# Dontae Jones



## Fordy74 (May 22, 2002)

A former Knicks number 1 pick is going to play for the Knicks summer league team. I remember him at Mississippi st. and was excited when the Knicks drafted him. For whatever reason it just didnt pan out. Maybe this time! Good luck Dontae!


----------



## BreakYaAnkles10 (Jun 11, 2002)

Several former Knicks will play for the Summer League team this year. Can't wait to see the team myself. Anyway, as the current roster stands, Lavor Postell will probably not be on it next year, which is real sad.


----------



## The Phoenix (Jul 12, 2002)

wasnt he traded to boston in the Chris Mills deal a while back?


----------



## knicklizard (Jul 7, 2002)

All of our picks that year were dealt for Mills.
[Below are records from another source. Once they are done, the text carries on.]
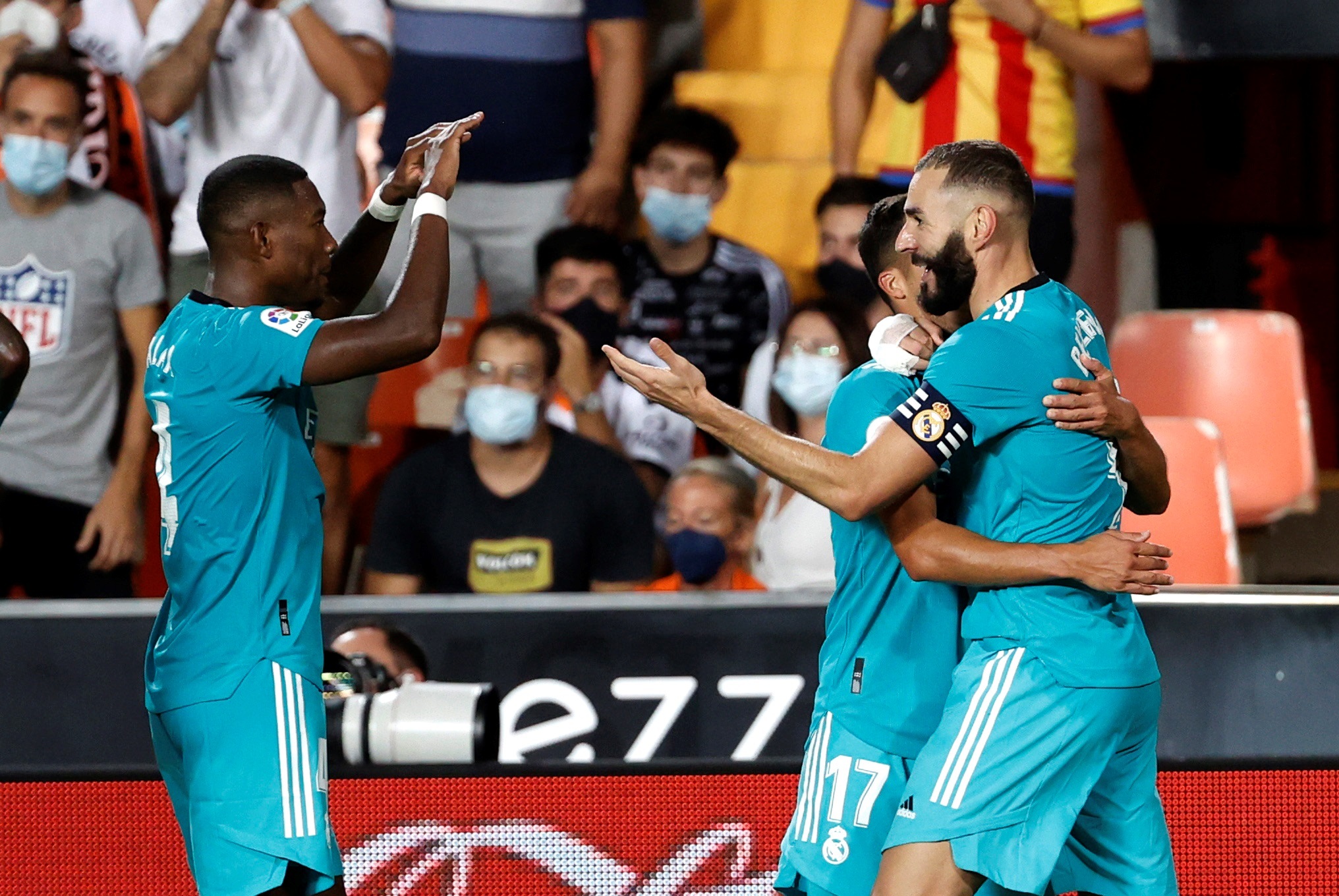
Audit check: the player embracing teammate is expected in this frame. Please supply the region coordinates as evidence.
[606,140,1176,896]
[144,114,484,896]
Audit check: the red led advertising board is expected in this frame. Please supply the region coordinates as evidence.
[0,771,1339,896]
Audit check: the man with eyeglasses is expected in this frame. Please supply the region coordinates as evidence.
[366,315,655,595]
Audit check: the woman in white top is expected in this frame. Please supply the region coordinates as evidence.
[753,298,869,591]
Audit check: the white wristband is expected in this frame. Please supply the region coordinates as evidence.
[367,182,405,223]
[413,193,446,221]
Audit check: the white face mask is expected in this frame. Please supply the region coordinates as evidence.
[869,315,920,376]
[0,0,60,49]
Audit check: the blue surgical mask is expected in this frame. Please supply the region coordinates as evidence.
[4,134,70,196]
[641,186,711,242]
[666,529,727,585]
[465,384,540,445]
[771,352,841,416]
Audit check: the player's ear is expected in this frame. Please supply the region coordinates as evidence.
[248,221,275,258]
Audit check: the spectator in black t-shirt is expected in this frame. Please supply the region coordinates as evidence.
[367,315,655,595]
[627,107,790,406]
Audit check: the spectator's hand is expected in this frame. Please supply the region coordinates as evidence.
[1042,355,1142,441]
[1064,529,1174,595]
[977,0,1046,35]
[540,312,594,402]
[75,482,144,572]
[567,165,623,231]
[604,339,711,420]
[382,113,484,205]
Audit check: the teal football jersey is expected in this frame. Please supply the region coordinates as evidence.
[814,362,959,758]
[915,276,1158,687]
[144,292,324,712]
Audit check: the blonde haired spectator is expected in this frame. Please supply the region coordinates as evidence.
[645,457,766,591]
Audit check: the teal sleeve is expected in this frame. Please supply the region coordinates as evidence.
[925,320,1042,445]
[824,364,915,454]
[209,307,322,397]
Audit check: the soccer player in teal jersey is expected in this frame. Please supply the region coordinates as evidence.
[144,115,482,896]
[777,197,1168,896]
[606,140,1176,896]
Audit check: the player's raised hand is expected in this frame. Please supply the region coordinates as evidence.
[1068,529,1174,595]
[419,113,484,200]
[604,339,711,420]
[1042,355,1142,441]
[382,113,484,205]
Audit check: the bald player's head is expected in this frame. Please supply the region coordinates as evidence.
[196,155,336,311]
[897,140,1035,315]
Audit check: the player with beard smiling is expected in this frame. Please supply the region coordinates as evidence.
[605,140,1176,896]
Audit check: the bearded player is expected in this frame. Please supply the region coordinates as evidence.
[144,114,484,896]
[605,140,1176,896]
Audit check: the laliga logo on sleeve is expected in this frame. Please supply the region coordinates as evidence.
[260,308,312,336]
[824,825,850,865]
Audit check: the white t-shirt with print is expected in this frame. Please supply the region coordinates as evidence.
[144,0,389,254]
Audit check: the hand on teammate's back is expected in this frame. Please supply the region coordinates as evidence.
[1064,529,1174,595]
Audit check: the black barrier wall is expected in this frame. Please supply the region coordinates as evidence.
[0,589,1339,770]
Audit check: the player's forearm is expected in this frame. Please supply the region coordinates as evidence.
[693,398,884,520]
[829,0,888,174]
[893,520,1074,588]
[1037,18,1153,92]
[136,0,233,125]
[1116,420,1172,516]
[289,14,391,117]
[318,211,396,320]
[590,18,646,177]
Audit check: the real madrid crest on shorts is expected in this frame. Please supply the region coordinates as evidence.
[824,825,850,865]
[893,383,972,463]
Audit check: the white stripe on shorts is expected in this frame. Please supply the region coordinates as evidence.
[284,668,306,837]
[270,661,293,837]
[293,675,316,836]
[954,647,1023,809]
[929,645,999,802]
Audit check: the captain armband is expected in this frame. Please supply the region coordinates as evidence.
[893,383,972,463]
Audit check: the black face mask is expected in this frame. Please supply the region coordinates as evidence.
[558,296,619,358]
[912,232,976,315]
[814,258,878,308]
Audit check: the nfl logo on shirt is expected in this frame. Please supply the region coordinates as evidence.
[0,254,75,363]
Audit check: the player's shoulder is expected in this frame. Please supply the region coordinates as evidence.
[833,360,916,405]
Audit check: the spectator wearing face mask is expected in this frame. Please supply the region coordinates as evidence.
[625,107,790,407]
[646,457,766,591]
[0,51,163,598]
[536,225,698,499]
[0,0,163,240]
[741,175,896,426]
[753,298,869,591]
[366,315,655,595]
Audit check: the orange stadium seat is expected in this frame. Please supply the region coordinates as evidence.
[1112,311,1316,526]
[1121,416,1241,585]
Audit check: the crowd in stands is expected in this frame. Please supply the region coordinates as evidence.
[0,0,1147,598]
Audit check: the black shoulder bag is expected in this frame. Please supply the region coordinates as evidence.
[874,0,954,103]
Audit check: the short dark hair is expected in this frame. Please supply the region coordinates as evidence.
[855,193,907,293]
[470,312,562,379]
[770,296,869,435]
[534,223,632,296]
[632,106,739,177]
[331,616,427,678]
[196,155,306,248]
[0,49,88,123]
[916,140,1037,218]
[814,174,897,217]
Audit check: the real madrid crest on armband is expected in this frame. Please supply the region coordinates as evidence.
[824,825,850,865]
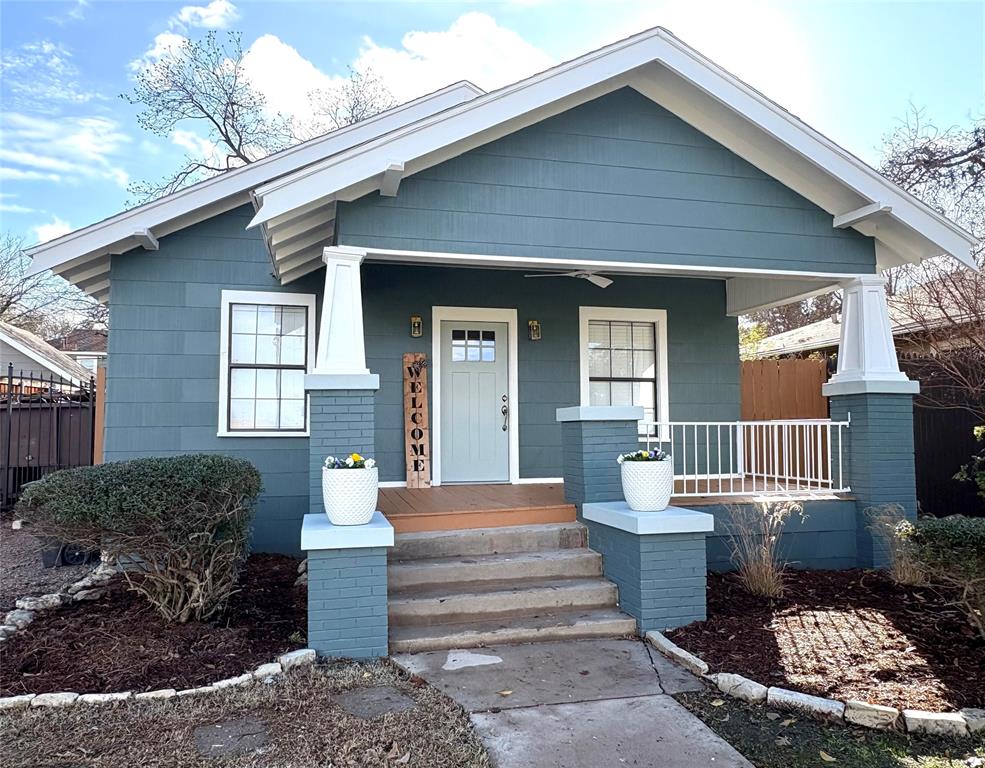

I really liked Mills in 97-98. By the way, please, someone tell me when our summer league games will be aired.


----------



## BreakYaAnkles10 (Jun 11, 2002)

> Originally posted by *knicklizard *
> By the way, please, someone tell me when our summer league games will be aired.


There's only going to be one game aired where the Knicks are in it and it'll be against the Nets.


----------



## Dr. J (Jul 12, 2002)

I was really pissed at that draft. I think it was the one where they had 3 picks and they couldn't move up in the draft. It was another lesson in how the Knicks never have been clever or creative. Onepick was John Wallace, the pick right after O'Neal going to the Pacers


----------



## knicklizard (Jul 7, 2002)

O'Neal was drafted by Portland, I'm sure just an honest mistake...


----------



## Dr. J (Jul 12, 2002)

*ONeal*

You are right. He now plays for the Pacers but drafted by Portland, of course. The position was right. I think he was 17th, the knicks picked 18th.


----------